The sordid motives which had possibly actuated Becca's mother to withdraw her opposition at last did not fret him at all. He was far above it. That hard, shrill voice which had rung out of that sitting-room window for him for the last forty years was still. The voice had truly said cruel things, more cruel than its owner would own to now. The poor, honest young man had gone away that day with the full and settled understanding that his sweetheart's mother was bitterly opposed to him, and that must be the end of it all. He never dreamed of such a thing as urging her to marry him without her mother's consent.
So he had never been since in that front yard, full of roses and pinks and butterflies.
He and Rebecca had met in the village society like kindly acquaintances for all these years.
Adoniram, looking across the little country church Sunday after Sunday as the years went on, might have seen the woman growing old who should have grown old by his side, with bitter regret, and Rebecca, with patient sadness, have marked his entrance among all the congregation; but no one had known.
The day after the meeting Adoniram had to drive over to the store on business. On his way back he passed a house where an aged sister of Mrs. Wheat's lived, and saw, with a start, the latter's thin face at a window. “I wonder if Becca's home?” said he. Then he drove on quicker, with a gathering resolution.
About four o'clock he was going across lots through the field towards the Wheats'. He had on his Sunday coat. When about half-way across he saw a woman's figure approaching. Soon he saw it was Rebecca. He stood in the narrow footpath, between the tall clover and daisies and herd's-grass which came up to his knees, and waited.
She greeted him, when she reached him, in her usual good, placid way. “How do you do, Mr. Dill?”
“I was comin' to see you, Becca.”
She looked at him, and the calm lines in her face changed a little. “I'll go back. I was going after mother, that was all; but she won't be in any hurry.”
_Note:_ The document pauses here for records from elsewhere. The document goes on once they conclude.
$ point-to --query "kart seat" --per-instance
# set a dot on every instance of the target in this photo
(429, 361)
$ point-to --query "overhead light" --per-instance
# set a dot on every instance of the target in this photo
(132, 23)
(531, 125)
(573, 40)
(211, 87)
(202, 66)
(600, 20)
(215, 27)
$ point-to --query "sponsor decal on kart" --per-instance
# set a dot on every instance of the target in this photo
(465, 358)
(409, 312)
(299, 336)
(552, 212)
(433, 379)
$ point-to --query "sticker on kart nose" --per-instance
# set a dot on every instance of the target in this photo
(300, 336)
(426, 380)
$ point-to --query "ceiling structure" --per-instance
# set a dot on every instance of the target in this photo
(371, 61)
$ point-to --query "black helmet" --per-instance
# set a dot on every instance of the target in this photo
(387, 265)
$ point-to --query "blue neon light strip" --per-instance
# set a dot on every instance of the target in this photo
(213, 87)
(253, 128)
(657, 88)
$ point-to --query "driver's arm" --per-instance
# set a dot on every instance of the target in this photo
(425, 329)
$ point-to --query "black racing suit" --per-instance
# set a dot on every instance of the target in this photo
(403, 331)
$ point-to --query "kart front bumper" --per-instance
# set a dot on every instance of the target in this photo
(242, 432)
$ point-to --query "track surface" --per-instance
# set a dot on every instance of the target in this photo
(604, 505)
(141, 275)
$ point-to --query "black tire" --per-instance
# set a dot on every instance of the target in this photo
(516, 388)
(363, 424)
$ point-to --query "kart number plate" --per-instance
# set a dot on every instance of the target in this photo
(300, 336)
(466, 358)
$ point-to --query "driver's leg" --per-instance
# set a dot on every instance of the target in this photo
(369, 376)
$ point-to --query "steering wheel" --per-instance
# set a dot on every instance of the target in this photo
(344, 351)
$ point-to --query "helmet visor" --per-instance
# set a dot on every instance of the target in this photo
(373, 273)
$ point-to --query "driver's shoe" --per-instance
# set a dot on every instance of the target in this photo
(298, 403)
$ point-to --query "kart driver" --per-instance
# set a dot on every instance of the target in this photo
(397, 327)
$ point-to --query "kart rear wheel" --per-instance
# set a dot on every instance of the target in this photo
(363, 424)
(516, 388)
“No, there ain't any need of your goin' back. I can say what I wanted to jest as well here, an' then you can keep right on after your mother. Becca, supposin' 'twas forty year ago, an' you an' me was here, an' your mother was willin', what would you say ef I asked you to marry me?”
Great tears stood in her eyes. “Oh, Adoniram, it wouldn't be fair!”
“Don't you think your mother would be willin'?”
“I don't think she's so set agin it as she was, but 'twouldn't be fair. I'm sixty year old, Adoniram.”
“So'm I, Becca.”
She shook her head. “No, Adoniram, it ain't any use. It might have been different once. Now, after all this time, when I'm old an' broken down, an' the fault of all the trouble on my side of the house, I ain't goin' to be so mean as to let you marry me. It ain't fair.”
Adoniram gave one step forward, and caught his old sweetheart in his arms. “I've been waitin' for you forty year, Becca, an' there ain't nothin' more comin' betwixt us. Don't you say anything more about its not bein' fair.”
“You know mother'll hev to live with us.”
“I'll try an' make her jest as happy as I can.”
The clover and the grasses rustled in the wind, and the butterflies came flying around the old man and his old sweetheart standing there. It would have made no difference to them if they had been waiting in their little chrysalis coffins a hundred years or so, they were butterflies now. There were yellow ones and little rusty red ones, and now and then a gorgeous large one with blue spots on his black wings. Seeing one of these made Adoniram remember something swiftly.
“Want me to ketch a butterfly for you, Becca?”
“I've got one now you caught forty year ago.”